## Diagnostics

In [1]:
%load_ext autoreload
%autoreload 2

import numpy as np
import scipy.stats as ss

import elfi

import logging
logging.basicConfig(level=logging.INFO)

seed = 37

### Summary-statistics Selection

ELFI implements the Two-Stage Procedure proposed by Nunes & Balding (2010). An example of the Two-Stage Procedure's execution is shown in the following code.

For the example, we define a Gaussian-noise model and three summary statistics, one of which is uninformative.

In [2]:
def fn_simulator(mu, sigma, batch_size=1, random_state=None):
    mu, sigma = np.atleast_1d(mu, sigma)
    res = ss.norm.rvs(mu[:, None], sigma[:, None], size=(batch_size, 5), random_state=random_state)
    return res

def mean(y):
    return np.mean(y, axis=1)

def var(y):
    return np.var(y, axis=1)

def uninformative(y):
    return 1

To carry the Two-Stage procedure, Elfi requires to initialise a list of the assessed summary statistics and a simulator with the observations.

In [3]:
mean_obs = 1
std_obs = 3

# Obtain the observations.
y_obs = fn_simulator(mean_obs, std_obs, random_state=np.random.RandomState(seed))

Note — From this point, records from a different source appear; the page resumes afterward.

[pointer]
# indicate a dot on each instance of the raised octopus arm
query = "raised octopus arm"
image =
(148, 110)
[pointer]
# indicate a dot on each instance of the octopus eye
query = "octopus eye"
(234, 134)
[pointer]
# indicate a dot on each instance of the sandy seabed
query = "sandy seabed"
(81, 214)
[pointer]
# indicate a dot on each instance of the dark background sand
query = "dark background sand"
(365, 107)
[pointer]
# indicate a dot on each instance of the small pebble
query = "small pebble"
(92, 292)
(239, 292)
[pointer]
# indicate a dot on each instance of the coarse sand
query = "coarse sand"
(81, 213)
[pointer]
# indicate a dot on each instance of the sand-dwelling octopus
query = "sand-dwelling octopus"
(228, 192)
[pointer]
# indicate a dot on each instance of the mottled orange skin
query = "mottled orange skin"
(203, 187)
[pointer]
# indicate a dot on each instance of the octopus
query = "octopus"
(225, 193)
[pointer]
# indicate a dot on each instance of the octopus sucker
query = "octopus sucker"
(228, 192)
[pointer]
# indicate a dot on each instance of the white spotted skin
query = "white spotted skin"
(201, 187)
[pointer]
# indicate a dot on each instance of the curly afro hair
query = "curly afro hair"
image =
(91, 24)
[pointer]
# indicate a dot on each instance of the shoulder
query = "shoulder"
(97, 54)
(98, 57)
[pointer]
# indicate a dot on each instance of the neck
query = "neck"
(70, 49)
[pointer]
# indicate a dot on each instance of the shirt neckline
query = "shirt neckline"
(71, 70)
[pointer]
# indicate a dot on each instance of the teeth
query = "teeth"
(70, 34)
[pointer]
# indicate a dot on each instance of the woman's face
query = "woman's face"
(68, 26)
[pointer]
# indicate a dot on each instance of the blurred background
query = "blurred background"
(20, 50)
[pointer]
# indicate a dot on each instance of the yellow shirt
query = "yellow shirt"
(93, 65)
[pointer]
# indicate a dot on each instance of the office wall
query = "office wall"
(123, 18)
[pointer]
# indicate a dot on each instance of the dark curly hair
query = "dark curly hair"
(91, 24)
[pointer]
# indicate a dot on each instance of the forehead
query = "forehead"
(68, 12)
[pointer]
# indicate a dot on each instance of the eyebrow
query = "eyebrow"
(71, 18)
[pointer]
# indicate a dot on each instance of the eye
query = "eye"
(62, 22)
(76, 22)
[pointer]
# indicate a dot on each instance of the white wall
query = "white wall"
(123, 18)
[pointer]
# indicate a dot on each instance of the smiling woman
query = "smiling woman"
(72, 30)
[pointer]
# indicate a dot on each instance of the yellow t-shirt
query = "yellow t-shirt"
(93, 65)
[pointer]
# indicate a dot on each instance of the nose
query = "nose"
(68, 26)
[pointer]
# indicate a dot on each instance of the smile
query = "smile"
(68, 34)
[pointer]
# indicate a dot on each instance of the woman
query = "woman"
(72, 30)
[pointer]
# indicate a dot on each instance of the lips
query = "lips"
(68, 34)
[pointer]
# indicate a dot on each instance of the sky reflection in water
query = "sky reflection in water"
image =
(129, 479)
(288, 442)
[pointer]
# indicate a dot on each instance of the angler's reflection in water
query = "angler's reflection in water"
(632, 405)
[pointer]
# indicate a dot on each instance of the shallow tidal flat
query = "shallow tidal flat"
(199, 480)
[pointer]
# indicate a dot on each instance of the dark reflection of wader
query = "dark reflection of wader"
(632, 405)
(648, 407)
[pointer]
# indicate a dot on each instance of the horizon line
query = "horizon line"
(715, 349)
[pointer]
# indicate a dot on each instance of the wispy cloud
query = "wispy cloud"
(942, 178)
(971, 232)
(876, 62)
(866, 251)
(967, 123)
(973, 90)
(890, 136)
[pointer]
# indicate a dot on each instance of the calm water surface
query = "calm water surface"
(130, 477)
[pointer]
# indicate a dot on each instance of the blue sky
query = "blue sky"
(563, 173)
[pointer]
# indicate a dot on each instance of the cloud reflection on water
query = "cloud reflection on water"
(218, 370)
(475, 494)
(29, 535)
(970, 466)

prior_mu = elfi.Prior('uniform', -2, 4, name='mu')
prior_sigma = elfi.Prior('uniform', 1, 4, name='sigma')

# Initialise the simulator.
simulator = elfi.Simulator(fn_simulator, prior_mu, prior_sigma, observed=y_obs)

# Initialise the list of summary statistics.
list_ss = [mean, var, uninformative]

Now, we are ready to initialise the Two-Stage Selection. Note that we can choose a distance metric based on which the summary statistics will be evaluated.

In [4]:
from elfi.methods.diagnostics import TwoStageSelection

diagnostics = TwoStageSelection(list_ss, simulator, 'euclidean', seed)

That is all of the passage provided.